Fun Fact: My great, great, great uncle was actually William Clark (of Lewis and Clark).

Digital Marketing Transformation Strategy #4: You Don’t Need to Live Everywhere – Just Where Your Best Customers Are.
  • Q: Do I need to be on X? (X= Facebook, Twitter, YouTube, LinkedIn, Instagram, SnapChat, Pinterest, FlipaGram, Vine, Google+, SlideShare, Bebo, StumbleUpon,Tumblr, etc)
  • A: Only if your best customers live there.
‘Nuff said.

Digital Marketing Transformation Strategy #5: Connect the Identity Dots You Can – Don’t Worry About Those You Can’t
Realizing you need to have a consistent conversation with everyone is one thing. Solving the identify gaps is another. Even Best-in-Class companies struggle with making the identity connections across all possible touch points, channels and devices. There are probably some channels your best customers use that you don’t own and may never have access to.
  • Step 1: Make a list of those channels you either own or control and can get data from. This would include your own social channels, your website, events, internal email lists, CRM and eCommerce data, your mobile apps, your own customer service center, in short, any 1st party data source.
  • Step 2: Make a list of channels you know your best customers are using, but that you don’t own or control, nor can you get data from.
  • Step 3: Abandon Step 2 and put all your focus on Step 1. Save your Step 2 list for a future discussion with your Technology Tornado Chasers, once Step 1 is fully completed and enabled (which btw is no small feat).
So, once you've addressed these 5 strategies and the ship is sailing towards long term success, the next step is to fill in all the marketing transformation road map details.

Of course we are only scratching the surface in this post. Predictive modeling, and scoring, smart automated retargeting, data science, machine learning, API connections to unconnected databases and systems, data standardization management across all channels, the list goes on. (You see why you need Sacagawea).

Bonus Strategy #6: Become BFF with your VP of IT. You will need each other.  I mean you will REALLY need each other. Learn to play tennis if they play tennis. Buy them lavish gifts (a car, a boat, a Las Vegas vacation, you get the idea).

Why? Since data is the key that unlocks massive digital marketing transformation success, make sure you've established enough trust and friendship so that IT is willing to share the car keys with you (and hopefully some of the driving) as you plan for and embark on your own marketing technology road trip.
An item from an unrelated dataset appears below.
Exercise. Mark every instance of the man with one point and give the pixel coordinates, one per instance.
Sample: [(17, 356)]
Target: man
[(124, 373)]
Digital Marketing Thought Leader, Strategist and Technologist


P.S. Want to know a bit more about Sacagawea? A few fun facts:
  • Sacagawea was the daughter of a Shoshone chief, and was born in Idaho around 1788.
  • She was captured in her early teens by an enemy tribe and sold to a French-Canadian trapper who was later hired as an interpreter by Lewis and Clark.
  • Sacagawea accompanied her husband on the expedition despite having a newborn son in tow. She soon became recognized as a valuable member of the party.
  • She was the only woman on the Expedition and took care for her newborn son, the entire journey.
  • After the expedition was over, while still in her mid twenties, she gave birth to a daughter, but Sacagawea died shortly afterwards in South Dakota, from what was probably Typhoid fever*.
  • William Clark, who had grown fond of her son during the expedition, took legal custody and paid for his education. He later went on to become an explorer in his own right and lived to about 61.
  • Sacagawea never got paid for her role in the expedition.
  • Clark did pay tribute to her in a letter to her Husband,  referring to her as, "Your woman who accompanied you on that long dangerous and fatiguing route to the Pacific Ocean and back, deserved a greater reward for her attention and services than we had in our power to offer her."
  • In 2000, a special "Sacagawea dollar" was minted in her honor.
  • *Accounts of her death vary and at what age. Some rumors say she died of old age in the company of her Shoshone tribe.